# letter of return to work after maternity leave???



## darkangel1981

can anyone help me out with a template??? or point me in the right direction. im useless at this sort of thing!

many thanks x


----------



## Cutieboy

I'm not sure what you mean? :wacko: What kind of letter is it? Your not resigning? Why do you need a letter when you return to work, what do you want the letter to say? x


----------



## Lettuce

I emailed my boss first, to double check dates, then wrote to her.

It said :

Dear (name),
I am writing to inform you of my intention to return to work on 3rd April 2012, after using my annual leave (13days). Therefore my maternity leave will end on 2nd March. 
I will be working Monday, Tuesday's and Fridays from 8:30 til 5pm as previously discussed.
Best wishes,


----------



## Kelly81

Mine said


_*Amendment to contracted hours*

I can confirm as per my email of 25th January 2012 that I would like to amend my contracted working hours when I return from Maternity Leave on 2nd April 2012.

I would like to reduce my hours from 35 to a 28 hour week, working seven hours daily from Monday to Thursday, 8.30am &#8211; 4.30pm.

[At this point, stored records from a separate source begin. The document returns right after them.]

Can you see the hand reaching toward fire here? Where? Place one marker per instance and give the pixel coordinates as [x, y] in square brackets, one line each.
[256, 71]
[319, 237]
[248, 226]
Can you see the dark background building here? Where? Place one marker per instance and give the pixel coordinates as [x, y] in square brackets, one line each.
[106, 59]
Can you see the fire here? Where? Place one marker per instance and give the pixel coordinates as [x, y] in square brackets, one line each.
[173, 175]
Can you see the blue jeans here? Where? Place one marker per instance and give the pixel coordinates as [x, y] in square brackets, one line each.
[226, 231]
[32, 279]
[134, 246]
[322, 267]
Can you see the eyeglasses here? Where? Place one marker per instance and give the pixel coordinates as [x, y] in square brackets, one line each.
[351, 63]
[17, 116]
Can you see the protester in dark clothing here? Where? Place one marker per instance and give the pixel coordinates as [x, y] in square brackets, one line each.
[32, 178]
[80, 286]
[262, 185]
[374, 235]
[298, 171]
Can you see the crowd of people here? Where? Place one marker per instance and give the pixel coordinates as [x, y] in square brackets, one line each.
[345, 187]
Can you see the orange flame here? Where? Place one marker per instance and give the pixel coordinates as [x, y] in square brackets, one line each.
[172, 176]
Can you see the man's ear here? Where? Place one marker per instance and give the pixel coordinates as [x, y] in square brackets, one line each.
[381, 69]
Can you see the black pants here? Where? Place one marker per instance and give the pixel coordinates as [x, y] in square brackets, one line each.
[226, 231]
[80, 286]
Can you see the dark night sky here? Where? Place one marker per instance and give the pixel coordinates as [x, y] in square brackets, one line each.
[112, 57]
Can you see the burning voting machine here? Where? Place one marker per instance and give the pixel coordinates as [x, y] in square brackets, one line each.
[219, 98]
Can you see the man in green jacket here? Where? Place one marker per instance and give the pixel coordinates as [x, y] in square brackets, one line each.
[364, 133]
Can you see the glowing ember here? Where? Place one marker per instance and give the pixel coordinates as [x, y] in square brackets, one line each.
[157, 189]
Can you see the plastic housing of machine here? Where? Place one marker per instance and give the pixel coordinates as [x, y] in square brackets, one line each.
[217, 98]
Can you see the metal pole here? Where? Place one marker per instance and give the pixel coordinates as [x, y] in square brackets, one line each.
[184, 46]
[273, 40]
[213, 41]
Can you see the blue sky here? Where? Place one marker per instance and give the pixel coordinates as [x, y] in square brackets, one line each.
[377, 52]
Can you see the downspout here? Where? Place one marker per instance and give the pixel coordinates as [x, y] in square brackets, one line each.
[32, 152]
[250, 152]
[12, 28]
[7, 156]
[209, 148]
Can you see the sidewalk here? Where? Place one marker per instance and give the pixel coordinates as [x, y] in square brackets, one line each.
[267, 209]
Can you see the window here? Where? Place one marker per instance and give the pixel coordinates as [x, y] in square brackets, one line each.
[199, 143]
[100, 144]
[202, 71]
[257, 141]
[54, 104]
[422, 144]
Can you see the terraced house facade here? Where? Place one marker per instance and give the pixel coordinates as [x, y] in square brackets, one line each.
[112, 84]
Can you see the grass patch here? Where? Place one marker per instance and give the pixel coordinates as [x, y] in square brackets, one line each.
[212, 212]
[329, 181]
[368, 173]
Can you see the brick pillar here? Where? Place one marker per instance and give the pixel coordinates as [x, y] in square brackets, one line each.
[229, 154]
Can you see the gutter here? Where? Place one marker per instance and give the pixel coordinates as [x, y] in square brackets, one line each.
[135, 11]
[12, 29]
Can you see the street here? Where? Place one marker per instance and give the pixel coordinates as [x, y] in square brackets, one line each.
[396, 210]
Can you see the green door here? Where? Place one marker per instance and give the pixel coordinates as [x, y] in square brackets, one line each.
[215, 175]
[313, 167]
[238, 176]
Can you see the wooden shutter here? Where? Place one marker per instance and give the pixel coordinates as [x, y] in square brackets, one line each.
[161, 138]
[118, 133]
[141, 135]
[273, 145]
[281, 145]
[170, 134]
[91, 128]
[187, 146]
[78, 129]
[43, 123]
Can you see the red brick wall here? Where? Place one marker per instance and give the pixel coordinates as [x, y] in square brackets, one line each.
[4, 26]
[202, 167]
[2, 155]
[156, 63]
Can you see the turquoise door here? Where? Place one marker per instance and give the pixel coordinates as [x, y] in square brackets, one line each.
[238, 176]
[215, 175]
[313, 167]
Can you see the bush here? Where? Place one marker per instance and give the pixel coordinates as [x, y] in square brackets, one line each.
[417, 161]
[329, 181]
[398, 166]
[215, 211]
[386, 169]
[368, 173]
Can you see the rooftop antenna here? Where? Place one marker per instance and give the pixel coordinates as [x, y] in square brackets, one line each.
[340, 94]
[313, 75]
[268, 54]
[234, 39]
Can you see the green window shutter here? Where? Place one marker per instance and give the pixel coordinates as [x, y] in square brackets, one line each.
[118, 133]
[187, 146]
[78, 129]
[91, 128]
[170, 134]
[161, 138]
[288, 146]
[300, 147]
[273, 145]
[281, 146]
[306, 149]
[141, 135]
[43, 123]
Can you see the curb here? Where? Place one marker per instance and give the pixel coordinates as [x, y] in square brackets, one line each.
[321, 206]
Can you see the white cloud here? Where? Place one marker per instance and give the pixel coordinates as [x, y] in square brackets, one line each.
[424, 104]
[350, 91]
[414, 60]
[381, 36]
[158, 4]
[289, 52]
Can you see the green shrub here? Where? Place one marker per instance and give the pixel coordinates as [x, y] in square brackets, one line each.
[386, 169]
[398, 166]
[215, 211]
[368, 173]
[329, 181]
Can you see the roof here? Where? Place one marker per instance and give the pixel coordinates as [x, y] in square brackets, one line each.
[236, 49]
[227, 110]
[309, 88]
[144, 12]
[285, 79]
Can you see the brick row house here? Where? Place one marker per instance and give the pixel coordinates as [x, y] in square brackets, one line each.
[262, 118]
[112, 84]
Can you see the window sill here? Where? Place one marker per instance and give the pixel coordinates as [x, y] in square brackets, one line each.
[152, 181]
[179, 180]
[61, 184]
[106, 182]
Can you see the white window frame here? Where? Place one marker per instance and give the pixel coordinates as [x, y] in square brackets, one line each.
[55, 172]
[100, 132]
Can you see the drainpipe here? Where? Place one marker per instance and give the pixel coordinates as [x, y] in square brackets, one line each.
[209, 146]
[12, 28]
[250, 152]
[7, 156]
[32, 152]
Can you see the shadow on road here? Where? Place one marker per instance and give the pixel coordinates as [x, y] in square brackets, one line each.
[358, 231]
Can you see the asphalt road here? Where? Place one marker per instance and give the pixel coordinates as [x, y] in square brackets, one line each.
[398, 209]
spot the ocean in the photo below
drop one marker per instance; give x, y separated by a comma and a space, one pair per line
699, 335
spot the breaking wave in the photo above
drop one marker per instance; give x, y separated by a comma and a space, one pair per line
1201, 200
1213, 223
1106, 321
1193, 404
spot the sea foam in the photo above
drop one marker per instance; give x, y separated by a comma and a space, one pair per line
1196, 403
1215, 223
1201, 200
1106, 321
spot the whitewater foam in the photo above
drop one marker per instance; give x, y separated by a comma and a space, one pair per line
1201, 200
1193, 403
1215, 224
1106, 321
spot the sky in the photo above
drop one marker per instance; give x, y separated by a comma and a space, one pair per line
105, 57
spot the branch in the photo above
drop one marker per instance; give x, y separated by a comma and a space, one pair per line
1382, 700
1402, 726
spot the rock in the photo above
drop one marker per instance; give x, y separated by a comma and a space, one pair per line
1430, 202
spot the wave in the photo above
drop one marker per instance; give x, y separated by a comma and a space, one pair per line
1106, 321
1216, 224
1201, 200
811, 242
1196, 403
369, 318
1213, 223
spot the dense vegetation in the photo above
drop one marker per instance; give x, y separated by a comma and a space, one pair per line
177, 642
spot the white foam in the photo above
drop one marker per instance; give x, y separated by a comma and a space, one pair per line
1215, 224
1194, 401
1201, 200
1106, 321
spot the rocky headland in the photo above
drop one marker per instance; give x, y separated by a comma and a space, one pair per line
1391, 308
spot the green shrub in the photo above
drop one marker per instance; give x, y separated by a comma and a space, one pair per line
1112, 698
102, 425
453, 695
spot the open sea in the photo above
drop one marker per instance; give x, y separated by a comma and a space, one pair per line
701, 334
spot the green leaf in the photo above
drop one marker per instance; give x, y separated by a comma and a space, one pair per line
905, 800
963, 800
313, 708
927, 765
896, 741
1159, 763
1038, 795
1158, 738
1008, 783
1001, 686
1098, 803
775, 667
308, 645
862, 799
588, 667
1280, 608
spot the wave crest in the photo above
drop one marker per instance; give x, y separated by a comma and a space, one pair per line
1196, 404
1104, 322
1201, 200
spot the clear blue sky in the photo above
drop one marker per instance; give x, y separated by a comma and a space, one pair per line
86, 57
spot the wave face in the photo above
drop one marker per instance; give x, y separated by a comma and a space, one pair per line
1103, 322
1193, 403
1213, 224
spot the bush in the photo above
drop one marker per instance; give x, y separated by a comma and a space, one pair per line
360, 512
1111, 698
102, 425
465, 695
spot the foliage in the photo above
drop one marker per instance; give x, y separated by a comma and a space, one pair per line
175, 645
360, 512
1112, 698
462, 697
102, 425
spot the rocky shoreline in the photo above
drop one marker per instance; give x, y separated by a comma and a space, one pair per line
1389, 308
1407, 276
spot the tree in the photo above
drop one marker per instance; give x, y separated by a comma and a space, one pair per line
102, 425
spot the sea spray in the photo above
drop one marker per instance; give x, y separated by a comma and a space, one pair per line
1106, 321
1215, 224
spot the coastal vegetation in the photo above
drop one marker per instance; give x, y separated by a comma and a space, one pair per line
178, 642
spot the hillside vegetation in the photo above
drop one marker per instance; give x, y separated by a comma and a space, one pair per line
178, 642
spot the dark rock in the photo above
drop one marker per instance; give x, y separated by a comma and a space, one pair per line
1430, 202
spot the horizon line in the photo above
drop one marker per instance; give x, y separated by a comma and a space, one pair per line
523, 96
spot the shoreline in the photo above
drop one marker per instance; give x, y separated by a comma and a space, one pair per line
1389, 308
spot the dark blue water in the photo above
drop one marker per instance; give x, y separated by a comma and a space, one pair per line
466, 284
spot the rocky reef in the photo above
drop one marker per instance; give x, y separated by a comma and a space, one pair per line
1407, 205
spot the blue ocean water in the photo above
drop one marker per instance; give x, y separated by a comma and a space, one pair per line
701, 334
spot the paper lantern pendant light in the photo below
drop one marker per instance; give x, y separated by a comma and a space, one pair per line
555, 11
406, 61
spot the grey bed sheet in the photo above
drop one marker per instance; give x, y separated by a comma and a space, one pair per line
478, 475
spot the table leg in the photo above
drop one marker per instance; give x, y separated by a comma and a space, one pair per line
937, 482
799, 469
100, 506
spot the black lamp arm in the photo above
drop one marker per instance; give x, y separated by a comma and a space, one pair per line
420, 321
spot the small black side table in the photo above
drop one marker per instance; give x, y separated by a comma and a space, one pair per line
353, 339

Please do not hesitate to contact me if there are any problems with this arrangement.]_

Then they informed me I had to use holiday accrued this year before changing my T&C's so I'm not back until 12th April, hence the reason I'm still sat on BNB!


----------



## J23

I sent my letter to my boss who forwarded to HR. Mine just said:

_Dear ...

I am writing to inform you that I intend to return from work following Maternity Leave on Monday 2 April 2012. 

Kind regards _

I agreed my annual leave and TOIL for KIT days separately with my boss. I don't actually go back FT until 2 July.


----------



## darkangel1981

thanks so much ladies x


----------